The standard transparency order that would be made at each hearing provides that the following must not be reported without the express permission of the court:
a. The name or date of birth of any subject child in the case;
b. The name of any parent or family member who is a party or who is mentioned in the case, or whose name may lead to the child(ren) being identified;
c. The name of any person who is a party to, or intervening in, the proceedings;
d. The address of any child or family member;
e. The name or address of any foster carer;
f. The school/hospital/placement name or address, or any identifying features of a school of the child;
g. Photographs or images of the child, their parents, carer or any other identifying person, or any of the locations specified above in conjunction with other information relating to the proceedings;
h. The names of any medical professional who is or has been treating any of the children or family member;
i. In cases involving alleged sexual abuse, the details of such alleged abuse;
j. For the purposes of s.97(2) Children Act 1989, any other information likely to identify the child as a subject child or former subject child.
A transparency order, once made, would remain in place until the child/children to whom the proceedings relate reaches the age of 18.

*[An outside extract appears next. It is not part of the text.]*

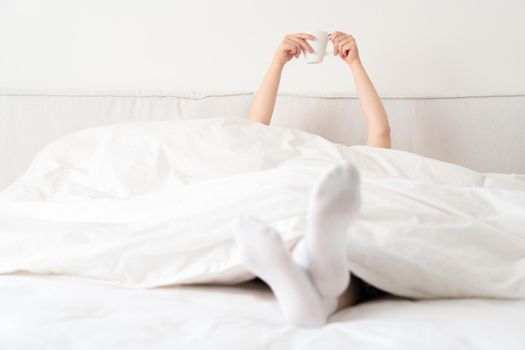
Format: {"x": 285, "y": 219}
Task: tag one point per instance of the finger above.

The Transparency Implementation Group has provided full guidance for reporting in the family court which can be downloaded here.

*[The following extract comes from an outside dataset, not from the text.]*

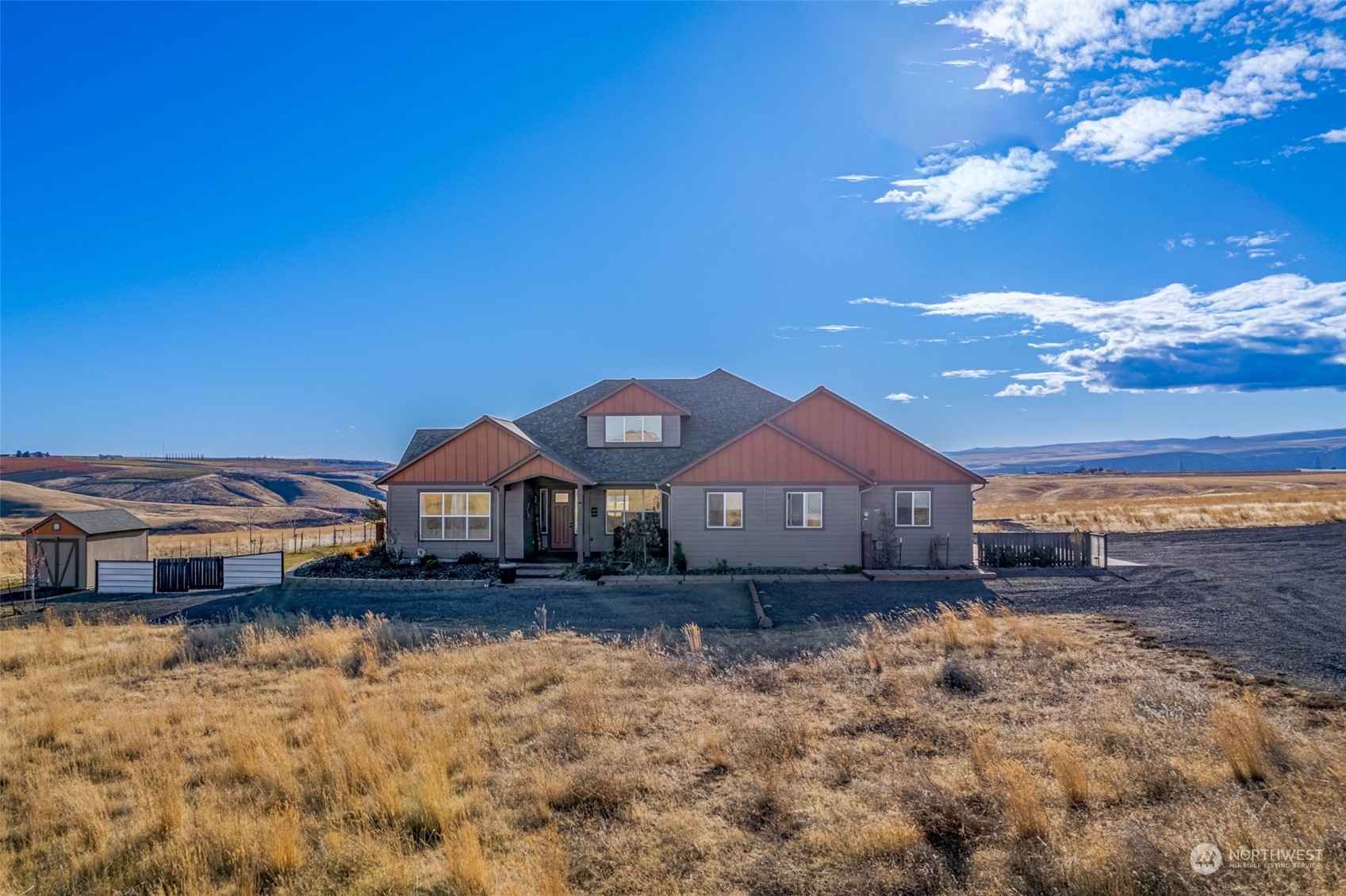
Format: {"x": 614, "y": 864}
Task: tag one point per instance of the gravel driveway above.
{"x": 1270, "y": 600}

Who can attend and report on proceedings
Only accredited journalists (who carry a UK press card) and legal bloggers (who would be a duly authorised lawyer themselves) may attend and report on proceedings. The court does however retain the power to permit the attendance of a person other than a journalist, but it is anticipated that a non-press card carrying journalist will need to produce a signed letter from their editor to obtain permission to report on the proceedings.
Impact on proceedings
The impact this will have on family proceedings is that parties and their legal representatives must now prepare in advance for a journalist to sit in on their hearings and report upon the proceedings.
As legal practitioners, it will be our job to assess, on a case by case basis, if reporting on the case would be inappropriate and to make this clear to the court if a journalist/legal blogger attends a hearing with the intention of reporting on the proceedings.
It is anticipated that this may, in practice, increase the number of cases being resolved by way of private Arbitration or other non-court dispute resolution options.